Beyond delegation, the second big issue is that leaders don’t regularly eliminate unnecessary work. Schools are full of tasks that don’t serve a real purpose anymore, but they persist because no one ever stops to question them. Reports get filed because they always have been. Committees meet because they exist, not because they’re driving meaningful change.

The best way to fight this is with a regular time audit. Every few months, sit down with your calendar and your to-do list and ask yourself:

  • Does this task actually contribute to my school’s success?

  • What would happen if I stopped doing it?

  • Can this be simplified, automated, or eliminated?

Greg McKeown, in his book Essentialism, argues that success isn’t about doing more—it’s about doing less, but better. That’s an approach school leaders should take seriously.

The Firefighter Trap

The real irony of time management is that the more time you spend on long-term planning and leadership, the fewer emergencies you’ll have to deal with. But most school leaders are so overwhelmed by the day-to-day that they never carve out the time to prevent future problems.
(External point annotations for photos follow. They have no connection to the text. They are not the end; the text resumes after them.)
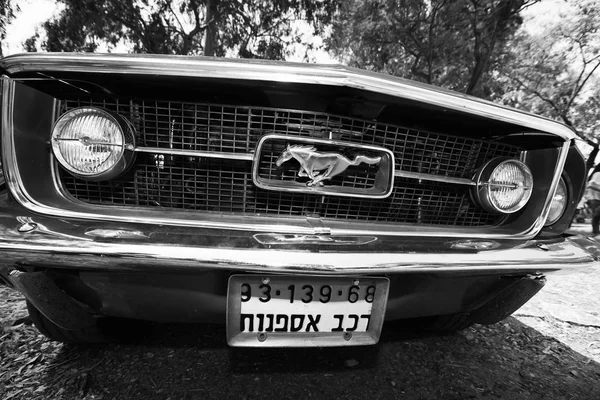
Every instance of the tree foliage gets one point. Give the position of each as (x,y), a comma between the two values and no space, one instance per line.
(449,43)
(7,14)
(555,69)
(250,29)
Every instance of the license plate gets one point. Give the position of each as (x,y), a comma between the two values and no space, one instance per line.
(305,311)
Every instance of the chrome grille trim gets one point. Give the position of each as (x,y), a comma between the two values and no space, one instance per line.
(195,153)
(20,190)
(250,157)
(435,178)
(229,134)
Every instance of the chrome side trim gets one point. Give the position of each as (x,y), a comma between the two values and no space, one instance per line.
(436,178)
(194,153)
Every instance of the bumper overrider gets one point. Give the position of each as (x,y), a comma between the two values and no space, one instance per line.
(299,205)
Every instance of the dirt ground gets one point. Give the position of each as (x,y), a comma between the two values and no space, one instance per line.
(550,349)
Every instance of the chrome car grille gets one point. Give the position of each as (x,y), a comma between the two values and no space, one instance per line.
(195,183)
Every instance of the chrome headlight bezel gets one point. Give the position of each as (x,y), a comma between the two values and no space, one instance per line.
(124,149)
(484,185)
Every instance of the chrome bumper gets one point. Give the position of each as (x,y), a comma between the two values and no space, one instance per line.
(25,242)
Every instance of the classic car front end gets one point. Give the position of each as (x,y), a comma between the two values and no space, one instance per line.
(300,205)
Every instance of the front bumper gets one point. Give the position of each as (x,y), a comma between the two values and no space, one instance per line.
(39,242)
(175,274)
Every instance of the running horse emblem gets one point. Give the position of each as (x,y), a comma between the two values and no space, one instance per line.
(321,166)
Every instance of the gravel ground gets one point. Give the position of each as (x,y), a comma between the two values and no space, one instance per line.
(544,352)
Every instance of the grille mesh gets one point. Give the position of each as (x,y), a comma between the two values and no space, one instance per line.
(226,186)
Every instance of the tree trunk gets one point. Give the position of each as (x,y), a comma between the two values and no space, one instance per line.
(209,38)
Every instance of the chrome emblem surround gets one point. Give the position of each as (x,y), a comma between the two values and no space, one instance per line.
(312,164)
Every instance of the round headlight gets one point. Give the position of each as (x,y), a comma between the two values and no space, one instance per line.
(559,203)
(503,186)
(92,143)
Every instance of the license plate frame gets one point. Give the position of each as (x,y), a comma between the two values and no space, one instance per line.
(236,337)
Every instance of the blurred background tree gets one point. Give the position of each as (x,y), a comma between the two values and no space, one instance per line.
(553,69)
(7,14)
(538,55)
(456,44)
(248,29)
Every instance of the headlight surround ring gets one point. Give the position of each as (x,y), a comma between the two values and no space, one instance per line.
(503,186)
(92,143)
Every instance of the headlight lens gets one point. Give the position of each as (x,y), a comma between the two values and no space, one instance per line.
(504,186)
(559,203)
(91,143)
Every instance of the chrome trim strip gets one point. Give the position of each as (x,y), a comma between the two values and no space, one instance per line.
(194,153)
(178,65)
(430,177)
(573,252)
(224,68)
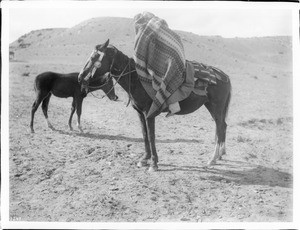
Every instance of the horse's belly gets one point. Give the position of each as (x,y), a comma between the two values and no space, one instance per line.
(61,93)
(191,104)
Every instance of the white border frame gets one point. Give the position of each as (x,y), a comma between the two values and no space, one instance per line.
(6,223)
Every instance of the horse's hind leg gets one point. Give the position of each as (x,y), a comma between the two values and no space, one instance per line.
(147,155)
(72,113)
(35,105)
(78,110)
(45,105)
(217,115)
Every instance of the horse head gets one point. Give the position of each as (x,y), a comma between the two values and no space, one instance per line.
(95,69)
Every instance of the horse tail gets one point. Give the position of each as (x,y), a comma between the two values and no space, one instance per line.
(35,84)
(226,108)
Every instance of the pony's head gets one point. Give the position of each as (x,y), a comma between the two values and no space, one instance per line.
(98,64)
(95,69)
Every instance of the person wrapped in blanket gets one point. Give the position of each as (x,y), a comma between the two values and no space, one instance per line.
(160,63)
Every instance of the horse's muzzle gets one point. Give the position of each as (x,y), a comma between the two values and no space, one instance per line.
(115,98)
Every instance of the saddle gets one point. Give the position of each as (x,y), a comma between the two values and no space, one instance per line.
(204,75)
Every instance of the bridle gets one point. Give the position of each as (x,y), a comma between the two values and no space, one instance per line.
(91,74)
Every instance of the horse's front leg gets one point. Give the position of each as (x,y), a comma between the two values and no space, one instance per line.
(71,115)
(147,155)
(150,123)
(78,110)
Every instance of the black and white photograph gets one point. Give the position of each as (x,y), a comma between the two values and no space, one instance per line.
(132,112)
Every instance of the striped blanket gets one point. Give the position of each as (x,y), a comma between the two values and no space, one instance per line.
(160,59)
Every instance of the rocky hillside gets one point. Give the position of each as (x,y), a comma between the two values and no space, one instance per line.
(75,44)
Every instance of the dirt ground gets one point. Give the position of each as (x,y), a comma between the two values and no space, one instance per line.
(65,175)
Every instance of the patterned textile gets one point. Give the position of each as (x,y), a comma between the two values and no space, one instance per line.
(207,73)
(160,59)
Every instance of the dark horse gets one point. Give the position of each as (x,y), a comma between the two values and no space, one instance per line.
(66,85)
(122,69)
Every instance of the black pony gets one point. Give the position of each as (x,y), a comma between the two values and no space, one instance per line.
(66,85)
(122,69)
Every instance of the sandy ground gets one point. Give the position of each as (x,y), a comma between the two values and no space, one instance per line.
(65,175)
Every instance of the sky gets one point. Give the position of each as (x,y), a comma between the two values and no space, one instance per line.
(202,20)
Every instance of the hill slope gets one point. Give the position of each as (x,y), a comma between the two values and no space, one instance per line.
(77,42)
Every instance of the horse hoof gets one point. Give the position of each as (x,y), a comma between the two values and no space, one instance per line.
(153,169)
(210,163)
(141,164)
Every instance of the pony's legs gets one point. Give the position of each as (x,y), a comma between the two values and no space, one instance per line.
(219,117)
(45,104)
(39,98)
(150,124)
(78,110)
(72,113)
(147,155)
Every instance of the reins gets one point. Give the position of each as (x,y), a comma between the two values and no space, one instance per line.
(117,80)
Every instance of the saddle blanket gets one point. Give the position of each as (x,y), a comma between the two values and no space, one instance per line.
(198,77)
(160,60)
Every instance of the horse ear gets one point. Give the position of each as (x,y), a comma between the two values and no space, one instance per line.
(106,44)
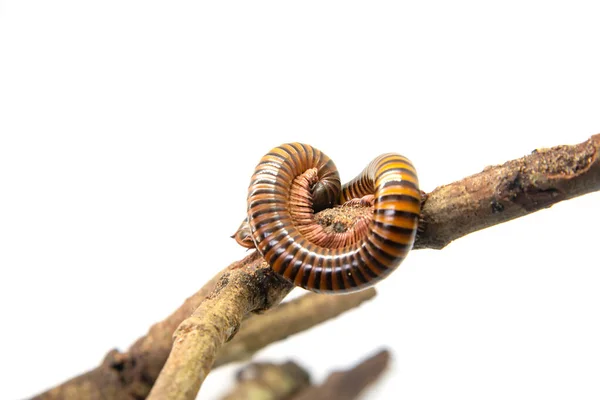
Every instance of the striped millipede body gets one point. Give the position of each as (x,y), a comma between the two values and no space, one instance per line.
(391,178)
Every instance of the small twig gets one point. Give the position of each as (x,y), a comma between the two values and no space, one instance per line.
(253,286)
(348,385)
(130,375)
(497,194)
(508,191)
(287,319)
(263,381)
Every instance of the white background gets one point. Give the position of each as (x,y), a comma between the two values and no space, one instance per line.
(129,131)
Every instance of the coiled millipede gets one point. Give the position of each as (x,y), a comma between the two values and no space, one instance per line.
(271,228)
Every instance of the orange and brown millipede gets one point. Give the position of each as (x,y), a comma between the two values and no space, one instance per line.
(391,178)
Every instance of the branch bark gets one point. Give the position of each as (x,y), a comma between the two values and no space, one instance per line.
(349,384)
(508,191)
(285,320)
(495,195)
(263,381)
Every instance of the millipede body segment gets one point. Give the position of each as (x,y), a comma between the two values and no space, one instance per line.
(391,178)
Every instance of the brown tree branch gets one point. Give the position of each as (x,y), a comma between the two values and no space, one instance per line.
(349,384)
(511,190)
(495,195)
(263,381)
(251,287)
(287,319)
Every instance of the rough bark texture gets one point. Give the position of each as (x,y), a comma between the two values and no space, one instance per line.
(131,374)
(287,319)
(504,192)
(348,385)
(495,195)
(251,287)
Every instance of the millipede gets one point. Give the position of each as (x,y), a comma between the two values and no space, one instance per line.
(390,179)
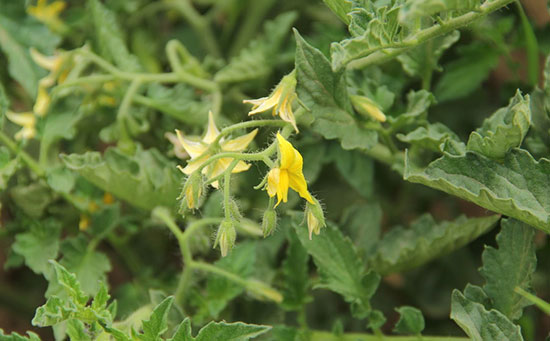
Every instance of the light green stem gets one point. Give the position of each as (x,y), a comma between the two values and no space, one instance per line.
(387,52)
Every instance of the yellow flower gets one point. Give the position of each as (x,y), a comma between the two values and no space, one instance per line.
(366,107)
(280,100)
(27,120)
(197,150)
(48,13)
(288,174)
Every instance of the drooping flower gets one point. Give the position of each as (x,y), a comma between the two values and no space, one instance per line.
(288,174)
(198,151)
(366,107)
(280,100)
(27,121)
(49,13)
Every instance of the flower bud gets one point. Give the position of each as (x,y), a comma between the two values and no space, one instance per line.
(269,222)
(226,237)
(366,107)
(315,217)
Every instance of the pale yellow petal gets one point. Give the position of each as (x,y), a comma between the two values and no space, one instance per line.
(240,143)
(212,131)
(193,148)
(287,152)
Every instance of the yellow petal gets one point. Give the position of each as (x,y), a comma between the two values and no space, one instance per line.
(240,143)
(287,152)
(212,131)
(193,148)
(298,183)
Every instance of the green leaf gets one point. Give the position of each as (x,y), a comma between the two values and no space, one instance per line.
(295,270)
(258,59)
(146,180)
(324,93)
(432,137)
(179,102)
(89,266)
(505,129)
(110,39)
(76,330)
(220,291)
(17,337)
(341,8)
(516,187)
(370,31)
(415,9)
(340,268)
(510,266)
(464,75)
(410,321)
(19,32)
(157,324)
(237,331)
(38,245)
(481,324)
(426,240)
(423,59)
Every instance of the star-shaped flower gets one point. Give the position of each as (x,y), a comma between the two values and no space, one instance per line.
(280,100)
(288,174)
(199,152)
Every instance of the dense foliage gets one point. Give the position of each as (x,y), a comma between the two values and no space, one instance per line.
(274,170)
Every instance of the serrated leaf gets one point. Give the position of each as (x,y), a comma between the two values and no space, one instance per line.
(157,323)
(324,93)
(426,240)
(237,331)
(433,137)
(510,266)
(341,8)
(38,245)
(503,130)
(18,33)
(110,39)
(414,9)
(464,75)
(257,59)
(146,180)
(89,266)
(410,321)
(481,324)
(516,186)
(340,268)
(219,291)
(370,30)
(295,270)
(17,337)
(423,59)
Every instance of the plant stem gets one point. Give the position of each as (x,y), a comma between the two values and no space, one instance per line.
(29,161)
(382,54)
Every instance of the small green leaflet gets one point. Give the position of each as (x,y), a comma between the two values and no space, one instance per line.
(237,331)
(324,92)
(510,266)
(145,180)
(516,186)
(403,249)
(481,324)
(410,321)
(503,130)
(340,267)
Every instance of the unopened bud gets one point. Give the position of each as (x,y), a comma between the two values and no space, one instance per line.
(315,218)
(226,237)
(366,107)
(269,222)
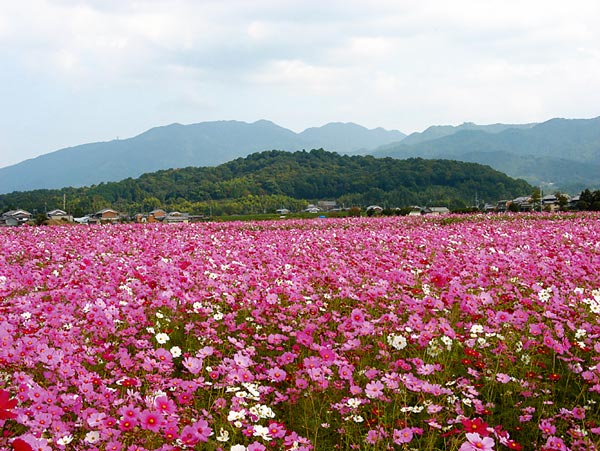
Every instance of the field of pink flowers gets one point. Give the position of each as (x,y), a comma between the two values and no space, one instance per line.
(457,333)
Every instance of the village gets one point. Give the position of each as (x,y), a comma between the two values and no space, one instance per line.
(548,203)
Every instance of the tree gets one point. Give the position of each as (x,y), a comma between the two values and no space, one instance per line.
(536,198)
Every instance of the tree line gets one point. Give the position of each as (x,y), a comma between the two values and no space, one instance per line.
(269,180)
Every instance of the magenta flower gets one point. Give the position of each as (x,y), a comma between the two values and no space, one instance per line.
(6,406)
(402,436)
(165,405)
(374,389)
(476,442)
(193,364)
(276,374)
(151,420)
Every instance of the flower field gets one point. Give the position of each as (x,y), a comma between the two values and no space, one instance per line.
(455,333)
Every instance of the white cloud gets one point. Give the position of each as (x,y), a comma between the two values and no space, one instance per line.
(395,63)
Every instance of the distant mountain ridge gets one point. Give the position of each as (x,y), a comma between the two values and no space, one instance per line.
(269,180)
(177,146)
(559,153)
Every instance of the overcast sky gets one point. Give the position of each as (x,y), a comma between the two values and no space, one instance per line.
(78,71)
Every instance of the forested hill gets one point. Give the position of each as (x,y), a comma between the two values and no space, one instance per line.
(272,178)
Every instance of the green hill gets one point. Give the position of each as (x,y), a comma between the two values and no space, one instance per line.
(560,153)
(275,179)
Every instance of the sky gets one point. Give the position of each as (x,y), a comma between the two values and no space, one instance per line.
(80,71)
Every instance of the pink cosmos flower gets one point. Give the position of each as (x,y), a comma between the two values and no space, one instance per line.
(6,406)
(402,436)
(151,420)
(276,374)
(276,430)
(203,430)
(165,405)
(556,444)
(476,442)
(193,364)
(374,389)
(547,427)
(19,444)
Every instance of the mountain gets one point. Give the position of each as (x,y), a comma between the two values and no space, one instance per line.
(562,153)
(176,146)
(349,137)
(273,179)
(439,131)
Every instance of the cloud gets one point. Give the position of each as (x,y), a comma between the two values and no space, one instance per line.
(401,64)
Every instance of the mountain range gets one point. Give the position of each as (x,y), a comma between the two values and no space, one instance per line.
(269,180)
(559,154)
(178,146)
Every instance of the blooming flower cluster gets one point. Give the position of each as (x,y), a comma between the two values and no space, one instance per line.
(462,333)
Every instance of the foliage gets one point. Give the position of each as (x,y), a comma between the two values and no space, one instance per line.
(266,181)
(589,200)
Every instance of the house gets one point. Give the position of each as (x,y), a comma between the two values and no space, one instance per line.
(436,211)
(105,216)
(523,203)
(312,209)
(573,201)
(59,215)
(15,217)
(373,210)
(327,205)
(157,215)
(177,217)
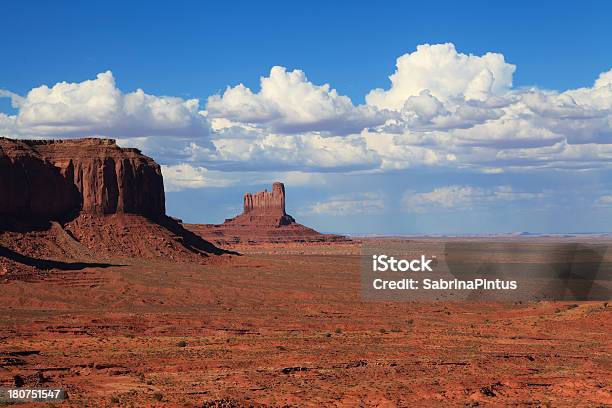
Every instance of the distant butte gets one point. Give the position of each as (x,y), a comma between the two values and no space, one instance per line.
(263,220)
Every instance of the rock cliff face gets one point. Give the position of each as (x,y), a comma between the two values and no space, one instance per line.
(263,220)
(63,201)
(264,208)
(51,179)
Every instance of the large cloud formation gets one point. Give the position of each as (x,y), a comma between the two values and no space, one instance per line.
(443,109)
(97,107)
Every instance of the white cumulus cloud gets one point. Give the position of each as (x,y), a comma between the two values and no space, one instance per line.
(289,103)
(97,107)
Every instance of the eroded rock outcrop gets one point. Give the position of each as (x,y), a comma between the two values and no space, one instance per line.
(51,179)
(75,201)
(263,220)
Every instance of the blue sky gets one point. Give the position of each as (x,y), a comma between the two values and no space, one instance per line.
(463,143)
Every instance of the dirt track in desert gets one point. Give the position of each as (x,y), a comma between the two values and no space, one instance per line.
(287,327)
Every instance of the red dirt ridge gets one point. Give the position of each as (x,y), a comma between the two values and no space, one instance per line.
(263,220)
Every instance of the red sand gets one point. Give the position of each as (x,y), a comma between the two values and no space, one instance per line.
(286,326)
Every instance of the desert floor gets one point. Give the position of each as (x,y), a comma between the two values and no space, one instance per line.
(287,327)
This is why setting aside dedicated time for planning is so essential. Stephen Covey, in The 7 Habits of Highly Effective People, calls this “time blocking.” It means putting long-term priorities on your calendar just like you would a meeting or a deadline—because if you don’t, they’ll never happen.

Block off a couple of hours a week for deep work. Not email. Not meetings. Just strategic thinking—about your school’s future, about how to develop your staff, about what’s coming down the road that you need to prepare for now. It will feel unnatural at first, but over time, as you invest more energy into long-term leadership, you’ll see fewer and fewer fires pop up that need your immediate attention.

Reclaiming Your Time

Imagine what your school would look like if you weren’t constantly putting out fires. If you had the space to mentor your staff, connect with students, and build a long-term vision for your school. That’s what happens when you shift your focus.

It starts with three simple steps:

  1. Delegate the tasks that don’t need your attention.

  2. Eliminate the ones that aren’t serving your mission.

  3. Use the time you've saved for leadership work that moves your school forward.

Most leaders don’t struggle because they aren’t working hard. They struggle because they’re busy with the wrong things. The Eisenhower Matrix isn’t just a productivity hack—it’s a way of thinking about leadership. When you make space for what really matters, everything else starts to fall into place.

References

Covey, S. R. (1989). The 7 habits of highly effective people: Powerful lessons in personal change. Free Press.

Drucker, P. F. (1999). Management challenges for the 21st century. HarperBusiness.

McKeown, G. (2014). Essentialism: The disciplined pursuit of less. Crown Business.

Morgenstern, J. (2004). Time management from the inside out. Holt Paperbacks.